The Federal Circuit reversed-in-part and affirmed-in-part the district court ruling.   Writing for the majority, Judge Lourie explained that, “[w]e reverse the district court’s decision that Myriad’s composition claims to ‘isolated’ DNA molecules cover patent-ineligible products of nature under §101 since the molecules as claimed do not exist in nature.”  Based on a “markedly different characteristics” standard articulated in Diamond v.
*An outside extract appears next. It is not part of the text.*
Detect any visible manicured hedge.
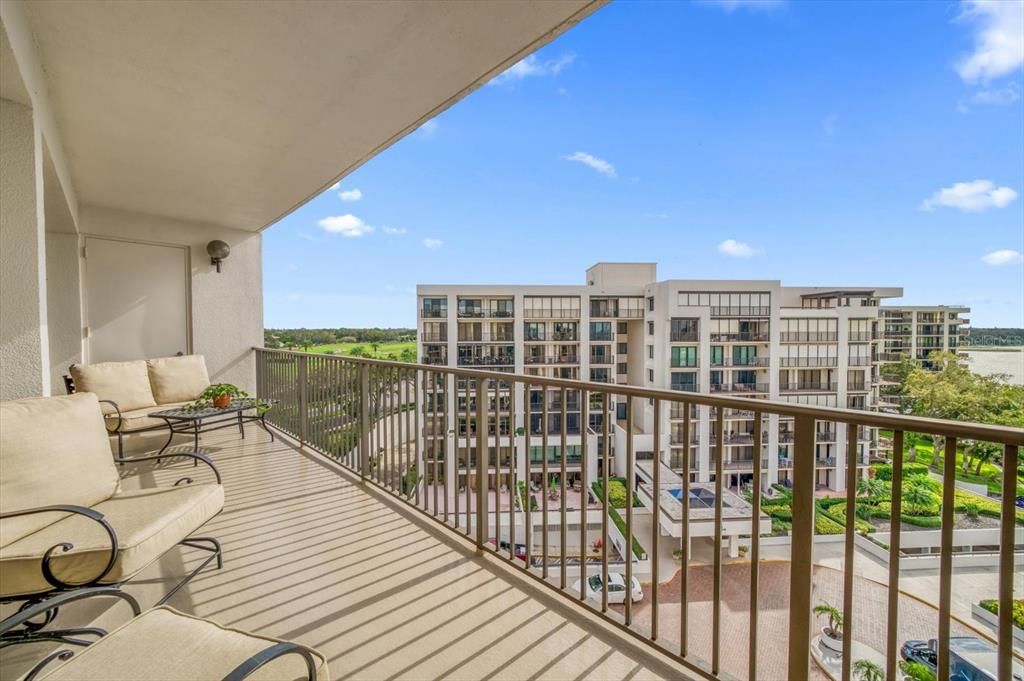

Chakrabarty, the Court concluded that isolated DNA has “markedly different chemical characteristics” compared to corresponding native DNA. 

In this case, the claimed isolated DNA molecules do not exist in nature within a physical mixture to be purified.  They have to be chemically cleaved from their chemical combination with other genetic materials.  In other words, in nature, an isolated DNA molecule is not a purified form of a natural material, but a distinct chemical entity.  In fact, some forms of isolated DNA require no purification at all, because DNA can be chemically synthesized directly as isolated molecules.

As to the method claims, the Federal Circuit noted that in accordance with the Supreme Court’s Bilskidecision, whether a claim includes transformation still remains an important and useful clue to patentability of method claims, and explained that “Myriad’s method claims directed to ‘comparing’ or ‘analyzing’ DNA sequences are patent ineligible; such claims include no transformative steps and cover only patent-ineligible abstract, mental steps.”  The claims do not specify any action prior to the step of “comparing” or “analyzing” two sequences; the claims just recite the one step of “comparing” or “analyzing.” Moreover, those terms’ plain meaning does not include Myriad’s proposed sample-processing steps; neither comparing nor analyzing means or implies “extracting” or “sequencing” DNA or otherwise “processing” a human sample.

However, method claims directed to screening compounds with cells transformed with mutant BRCA were found to be patent eligible.  Here, the Court found the necessary “transformation” in the claim’s steps of “growing a transformed eukaryotic host cell” and “determining the rate of growth of said host cell.”

Judge Moore filed a concurring opinion, distinguishing between sequence claims directed to isolated cDNA and isolated sequences that are identical to naturally occurring sequences, which she through would present a “much closer call.”  Judge Bryson dissented in part as to shorter or longer sequences that were isolated from nature, stating that such sequences would not constitute patentable subject matter.

Practice Note:  Given the outcome, the parties are likely to petition the full Federal Circuit for en bancreview and may ultimately petition the Supreme Court for review of this important decision.